Colombian government agency

The Office of the Attorney General of Colombia (Fiscalía General de la Nación; literally "General Prosecutorial Office of the Nation") is the Colombian institution part of the Colombian judicial branch of Government with administrative autonomy designed to prosecute offenders, investigate crimes, review judicial processes and accuse penal law infractions against judges and courts of justice. The Office of the Attorney General was created by the Colombian Constitution of 1991 and began operating on July 1, 1992.

An investigative process is initiated either by the institutions' own initiative or after a denouncer has made authorities aware of the case in a police station or in a Quick Reaction Unit of the Attorney General's Office.

==History==
Former attorney general Luis Camilo Osorio, whose four-year term ran from 2001 to 2005, was criticized by Human Rights Watch.
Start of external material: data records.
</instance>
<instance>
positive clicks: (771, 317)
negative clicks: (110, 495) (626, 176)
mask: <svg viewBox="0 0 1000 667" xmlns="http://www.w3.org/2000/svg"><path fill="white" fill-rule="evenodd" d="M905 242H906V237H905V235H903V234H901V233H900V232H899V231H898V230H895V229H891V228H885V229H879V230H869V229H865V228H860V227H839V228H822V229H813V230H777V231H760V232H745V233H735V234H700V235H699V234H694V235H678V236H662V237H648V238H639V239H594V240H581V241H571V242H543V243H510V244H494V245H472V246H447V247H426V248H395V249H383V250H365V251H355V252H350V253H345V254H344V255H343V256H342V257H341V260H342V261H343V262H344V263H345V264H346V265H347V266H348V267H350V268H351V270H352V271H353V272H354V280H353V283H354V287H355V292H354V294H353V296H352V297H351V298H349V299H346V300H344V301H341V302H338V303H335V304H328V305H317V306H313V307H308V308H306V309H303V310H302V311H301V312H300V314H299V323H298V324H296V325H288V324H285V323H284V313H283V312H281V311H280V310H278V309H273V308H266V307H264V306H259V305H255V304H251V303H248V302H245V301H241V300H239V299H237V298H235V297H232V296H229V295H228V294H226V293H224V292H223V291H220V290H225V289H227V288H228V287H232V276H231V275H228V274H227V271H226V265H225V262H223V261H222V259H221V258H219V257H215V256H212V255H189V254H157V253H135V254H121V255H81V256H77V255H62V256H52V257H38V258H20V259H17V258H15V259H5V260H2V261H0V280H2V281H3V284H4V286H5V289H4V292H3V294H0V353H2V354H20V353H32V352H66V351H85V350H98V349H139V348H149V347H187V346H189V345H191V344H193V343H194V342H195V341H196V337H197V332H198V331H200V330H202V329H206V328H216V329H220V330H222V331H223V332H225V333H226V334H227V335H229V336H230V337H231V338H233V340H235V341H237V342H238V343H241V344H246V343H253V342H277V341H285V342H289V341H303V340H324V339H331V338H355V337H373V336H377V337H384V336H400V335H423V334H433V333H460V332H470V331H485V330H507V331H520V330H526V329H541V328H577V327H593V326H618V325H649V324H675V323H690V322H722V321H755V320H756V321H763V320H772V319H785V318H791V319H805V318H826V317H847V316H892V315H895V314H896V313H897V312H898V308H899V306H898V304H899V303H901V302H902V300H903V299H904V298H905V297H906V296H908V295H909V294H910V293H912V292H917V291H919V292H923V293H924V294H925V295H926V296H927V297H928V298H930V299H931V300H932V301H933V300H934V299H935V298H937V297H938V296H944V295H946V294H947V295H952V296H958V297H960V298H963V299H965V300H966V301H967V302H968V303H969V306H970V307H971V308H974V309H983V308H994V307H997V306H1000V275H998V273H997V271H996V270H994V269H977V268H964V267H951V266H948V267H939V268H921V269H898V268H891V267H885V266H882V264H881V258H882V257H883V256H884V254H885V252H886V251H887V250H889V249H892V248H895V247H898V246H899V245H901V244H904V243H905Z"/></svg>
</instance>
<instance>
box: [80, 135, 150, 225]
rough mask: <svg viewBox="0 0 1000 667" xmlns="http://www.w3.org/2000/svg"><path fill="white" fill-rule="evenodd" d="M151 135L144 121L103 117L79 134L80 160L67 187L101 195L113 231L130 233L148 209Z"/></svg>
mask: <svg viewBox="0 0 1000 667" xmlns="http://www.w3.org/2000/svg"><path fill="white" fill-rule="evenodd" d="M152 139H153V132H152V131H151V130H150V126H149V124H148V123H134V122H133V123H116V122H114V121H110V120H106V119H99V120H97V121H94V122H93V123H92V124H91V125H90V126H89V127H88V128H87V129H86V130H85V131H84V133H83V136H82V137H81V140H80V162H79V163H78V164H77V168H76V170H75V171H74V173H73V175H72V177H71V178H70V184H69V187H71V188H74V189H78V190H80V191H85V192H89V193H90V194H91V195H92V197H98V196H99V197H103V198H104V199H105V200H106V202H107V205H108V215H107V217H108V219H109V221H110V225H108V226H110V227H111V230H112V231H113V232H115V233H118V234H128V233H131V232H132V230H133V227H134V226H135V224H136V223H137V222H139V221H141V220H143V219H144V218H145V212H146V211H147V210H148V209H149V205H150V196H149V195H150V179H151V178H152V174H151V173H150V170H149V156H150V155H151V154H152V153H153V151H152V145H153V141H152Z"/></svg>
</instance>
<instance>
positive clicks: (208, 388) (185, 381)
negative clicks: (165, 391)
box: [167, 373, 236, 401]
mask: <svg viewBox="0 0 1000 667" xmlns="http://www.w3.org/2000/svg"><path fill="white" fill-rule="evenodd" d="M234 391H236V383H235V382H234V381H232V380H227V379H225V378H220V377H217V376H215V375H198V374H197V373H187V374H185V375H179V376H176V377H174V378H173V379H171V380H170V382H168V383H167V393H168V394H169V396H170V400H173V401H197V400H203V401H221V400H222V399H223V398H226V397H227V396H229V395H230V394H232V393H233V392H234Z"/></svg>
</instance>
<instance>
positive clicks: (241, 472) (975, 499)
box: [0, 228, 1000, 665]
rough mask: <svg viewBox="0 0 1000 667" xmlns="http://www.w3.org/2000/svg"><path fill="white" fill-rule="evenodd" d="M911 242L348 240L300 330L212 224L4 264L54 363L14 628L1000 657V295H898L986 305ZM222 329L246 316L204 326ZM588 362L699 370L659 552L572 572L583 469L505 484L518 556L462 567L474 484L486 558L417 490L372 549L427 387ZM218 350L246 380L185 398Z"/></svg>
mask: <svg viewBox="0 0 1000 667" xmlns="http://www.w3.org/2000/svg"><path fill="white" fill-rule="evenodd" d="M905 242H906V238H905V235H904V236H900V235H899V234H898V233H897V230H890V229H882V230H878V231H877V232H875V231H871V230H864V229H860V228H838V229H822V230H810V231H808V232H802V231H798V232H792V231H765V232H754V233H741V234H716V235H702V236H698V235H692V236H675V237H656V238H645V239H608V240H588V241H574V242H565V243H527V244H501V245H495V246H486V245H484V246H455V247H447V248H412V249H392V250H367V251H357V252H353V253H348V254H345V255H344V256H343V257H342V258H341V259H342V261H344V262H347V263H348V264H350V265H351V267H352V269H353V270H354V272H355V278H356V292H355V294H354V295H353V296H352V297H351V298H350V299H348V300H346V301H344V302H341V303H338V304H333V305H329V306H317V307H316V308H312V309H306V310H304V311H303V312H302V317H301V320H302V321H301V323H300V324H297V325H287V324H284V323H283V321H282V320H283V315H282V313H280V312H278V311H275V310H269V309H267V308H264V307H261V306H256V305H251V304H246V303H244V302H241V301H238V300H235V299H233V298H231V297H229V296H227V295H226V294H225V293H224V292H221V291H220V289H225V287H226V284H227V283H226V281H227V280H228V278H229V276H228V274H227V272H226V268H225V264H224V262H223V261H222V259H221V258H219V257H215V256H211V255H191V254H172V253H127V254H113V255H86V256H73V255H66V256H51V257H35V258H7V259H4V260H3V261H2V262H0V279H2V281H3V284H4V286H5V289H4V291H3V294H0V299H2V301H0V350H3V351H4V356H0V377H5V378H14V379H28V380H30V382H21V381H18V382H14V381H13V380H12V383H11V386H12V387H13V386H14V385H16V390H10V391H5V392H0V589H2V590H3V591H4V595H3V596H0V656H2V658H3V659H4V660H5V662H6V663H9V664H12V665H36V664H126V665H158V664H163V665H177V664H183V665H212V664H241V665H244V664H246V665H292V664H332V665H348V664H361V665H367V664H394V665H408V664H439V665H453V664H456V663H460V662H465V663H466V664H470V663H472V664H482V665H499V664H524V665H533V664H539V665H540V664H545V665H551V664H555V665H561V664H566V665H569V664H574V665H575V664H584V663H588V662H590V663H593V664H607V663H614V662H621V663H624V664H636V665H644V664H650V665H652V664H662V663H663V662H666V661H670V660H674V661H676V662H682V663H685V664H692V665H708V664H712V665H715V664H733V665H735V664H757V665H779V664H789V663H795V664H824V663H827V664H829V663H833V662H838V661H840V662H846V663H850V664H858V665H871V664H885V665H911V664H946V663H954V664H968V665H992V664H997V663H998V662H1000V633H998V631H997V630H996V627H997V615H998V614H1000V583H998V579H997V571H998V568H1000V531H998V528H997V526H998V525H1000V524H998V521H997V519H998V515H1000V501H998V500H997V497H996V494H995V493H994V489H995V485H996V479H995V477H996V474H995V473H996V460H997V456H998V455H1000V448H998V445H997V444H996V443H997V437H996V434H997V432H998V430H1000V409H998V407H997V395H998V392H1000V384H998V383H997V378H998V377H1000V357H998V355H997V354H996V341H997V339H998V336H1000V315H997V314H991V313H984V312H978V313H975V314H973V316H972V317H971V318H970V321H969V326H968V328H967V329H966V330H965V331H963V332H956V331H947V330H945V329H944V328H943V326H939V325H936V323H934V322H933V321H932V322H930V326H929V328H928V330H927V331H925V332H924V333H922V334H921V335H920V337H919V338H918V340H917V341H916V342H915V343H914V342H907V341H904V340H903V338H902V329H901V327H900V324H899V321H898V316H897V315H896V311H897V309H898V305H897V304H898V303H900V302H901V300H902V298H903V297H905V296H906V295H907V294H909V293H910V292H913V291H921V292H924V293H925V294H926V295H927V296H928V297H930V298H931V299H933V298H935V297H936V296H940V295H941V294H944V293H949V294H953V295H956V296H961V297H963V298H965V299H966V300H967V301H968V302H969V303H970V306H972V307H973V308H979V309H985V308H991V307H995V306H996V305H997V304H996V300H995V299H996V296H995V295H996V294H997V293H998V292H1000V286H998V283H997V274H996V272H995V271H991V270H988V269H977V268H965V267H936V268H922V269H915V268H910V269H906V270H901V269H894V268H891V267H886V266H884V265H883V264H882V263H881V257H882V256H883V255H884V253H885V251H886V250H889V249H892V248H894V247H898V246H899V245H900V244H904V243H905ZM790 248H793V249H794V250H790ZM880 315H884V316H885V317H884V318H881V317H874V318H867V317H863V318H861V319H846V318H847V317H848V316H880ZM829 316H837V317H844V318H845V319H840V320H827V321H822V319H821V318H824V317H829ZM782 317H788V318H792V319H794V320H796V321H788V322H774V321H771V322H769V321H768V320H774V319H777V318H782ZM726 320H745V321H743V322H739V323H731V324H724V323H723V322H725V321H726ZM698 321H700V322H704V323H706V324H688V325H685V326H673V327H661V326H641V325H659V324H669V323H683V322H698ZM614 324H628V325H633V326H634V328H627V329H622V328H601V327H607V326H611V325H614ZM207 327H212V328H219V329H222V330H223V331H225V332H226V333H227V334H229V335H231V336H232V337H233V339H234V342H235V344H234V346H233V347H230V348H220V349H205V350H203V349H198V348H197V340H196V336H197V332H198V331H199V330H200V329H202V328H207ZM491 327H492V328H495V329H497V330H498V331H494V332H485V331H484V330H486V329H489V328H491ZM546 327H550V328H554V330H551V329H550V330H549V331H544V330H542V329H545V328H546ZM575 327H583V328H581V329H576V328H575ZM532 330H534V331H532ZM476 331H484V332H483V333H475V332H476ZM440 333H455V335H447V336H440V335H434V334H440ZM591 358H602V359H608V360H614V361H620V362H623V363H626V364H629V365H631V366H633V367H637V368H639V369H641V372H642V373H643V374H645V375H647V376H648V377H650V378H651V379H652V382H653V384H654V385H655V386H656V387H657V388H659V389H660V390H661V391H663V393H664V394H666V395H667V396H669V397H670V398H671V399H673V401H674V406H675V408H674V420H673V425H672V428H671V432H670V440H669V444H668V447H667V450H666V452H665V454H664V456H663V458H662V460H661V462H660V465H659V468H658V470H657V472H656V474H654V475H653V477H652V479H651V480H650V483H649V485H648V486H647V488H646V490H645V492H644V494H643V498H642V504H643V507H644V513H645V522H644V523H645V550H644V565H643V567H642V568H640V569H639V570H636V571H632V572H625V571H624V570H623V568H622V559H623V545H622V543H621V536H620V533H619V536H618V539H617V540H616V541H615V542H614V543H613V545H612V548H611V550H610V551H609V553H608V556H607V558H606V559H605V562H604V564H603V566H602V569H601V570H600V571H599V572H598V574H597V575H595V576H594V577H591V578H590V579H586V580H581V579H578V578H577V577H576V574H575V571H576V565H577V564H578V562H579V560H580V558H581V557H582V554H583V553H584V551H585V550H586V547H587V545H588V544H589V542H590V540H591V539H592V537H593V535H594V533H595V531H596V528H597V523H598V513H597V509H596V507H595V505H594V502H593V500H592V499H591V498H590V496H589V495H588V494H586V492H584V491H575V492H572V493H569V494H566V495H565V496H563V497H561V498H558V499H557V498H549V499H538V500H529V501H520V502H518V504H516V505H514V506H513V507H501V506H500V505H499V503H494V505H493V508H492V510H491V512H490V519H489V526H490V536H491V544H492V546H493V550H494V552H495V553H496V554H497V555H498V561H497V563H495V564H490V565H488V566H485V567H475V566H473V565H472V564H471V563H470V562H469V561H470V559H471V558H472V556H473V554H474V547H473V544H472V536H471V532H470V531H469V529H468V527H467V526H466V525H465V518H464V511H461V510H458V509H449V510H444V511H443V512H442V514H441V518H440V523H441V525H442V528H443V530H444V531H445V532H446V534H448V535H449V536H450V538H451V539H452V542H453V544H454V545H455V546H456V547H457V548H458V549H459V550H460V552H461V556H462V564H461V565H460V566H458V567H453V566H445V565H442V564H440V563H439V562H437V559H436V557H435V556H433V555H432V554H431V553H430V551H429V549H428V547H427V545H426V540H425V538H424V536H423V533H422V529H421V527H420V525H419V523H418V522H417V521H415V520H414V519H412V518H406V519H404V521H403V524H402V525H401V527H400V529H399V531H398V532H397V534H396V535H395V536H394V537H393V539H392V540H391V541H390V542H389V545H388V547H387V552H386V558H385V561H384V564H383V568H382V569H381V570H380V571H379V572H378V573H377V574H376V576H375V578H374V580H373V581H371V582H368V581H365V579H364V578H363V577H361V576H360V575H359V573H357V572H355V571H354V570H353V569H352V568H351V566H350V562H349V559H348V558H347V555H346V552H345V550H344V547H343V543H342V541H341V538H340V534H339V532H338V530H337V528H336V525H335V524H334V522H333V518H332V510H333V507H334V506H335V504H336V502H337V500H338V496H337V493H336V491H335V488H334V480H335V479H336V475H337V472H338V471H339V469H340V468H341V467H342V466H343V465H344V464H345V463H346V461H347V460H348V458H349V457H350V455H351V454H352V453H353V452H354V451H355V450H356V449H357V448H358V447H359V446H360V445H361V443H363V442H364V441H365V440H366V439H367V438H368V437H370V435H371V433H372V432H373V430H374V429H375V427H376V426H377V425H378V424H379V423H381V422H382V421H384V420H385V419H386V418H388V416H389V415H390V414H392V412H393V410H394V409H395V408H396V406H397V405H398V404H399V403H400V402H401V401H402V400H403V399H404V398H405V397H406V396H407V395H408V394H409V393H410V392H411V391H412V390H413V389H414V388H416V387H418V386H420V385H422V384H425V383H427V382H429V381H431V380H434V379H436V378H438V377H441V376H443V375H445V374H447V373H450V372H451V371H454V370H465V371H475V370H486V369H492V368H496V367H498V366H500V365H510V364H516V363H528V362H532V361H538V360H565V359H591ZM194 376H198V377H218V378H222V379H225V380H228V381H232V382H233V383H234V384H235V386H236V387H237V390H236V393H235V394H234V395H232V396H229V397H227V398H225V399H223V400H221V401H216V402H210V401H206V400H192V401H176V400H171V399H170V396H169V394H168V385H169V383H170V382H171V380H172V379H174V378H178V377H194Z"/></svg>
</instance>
They accused him of undermining investigations into human rights violations by retiring or forcing the resignation of several investigators.

In November 2023, the Organized Crime and Corruption Reporting Project joined with more than 40 media partners including Cerosetenta / 070, Vorágine, the Centro Latinoamericano de Investigación Periodística (CLIP) and Distributed Denial of Secrets and journalists in 23 countries and territories for the largest investigative project on organized crime to originate in Latin America, producing the 'NarcoFiles' report. The investigation was based on more than seven million emails from the Colombian prosecutor's office which had been hacked by Guacamaya, including correspondence with embassies and authorities around the world. The files dated from 2001-2022 and included audio clips, PDFs, spreadsheets, and calendars. The investigation revealed new details about the global drug trade and over 44 tons of "controlled deliveries" carried out to infiltrate the drug trade and how criminals corrupt politicians, bankers, accountants, lawyers, law enforcement agents, hackers, logistics experts, and journalists in order to use logistical, financial, and digital infrastructures.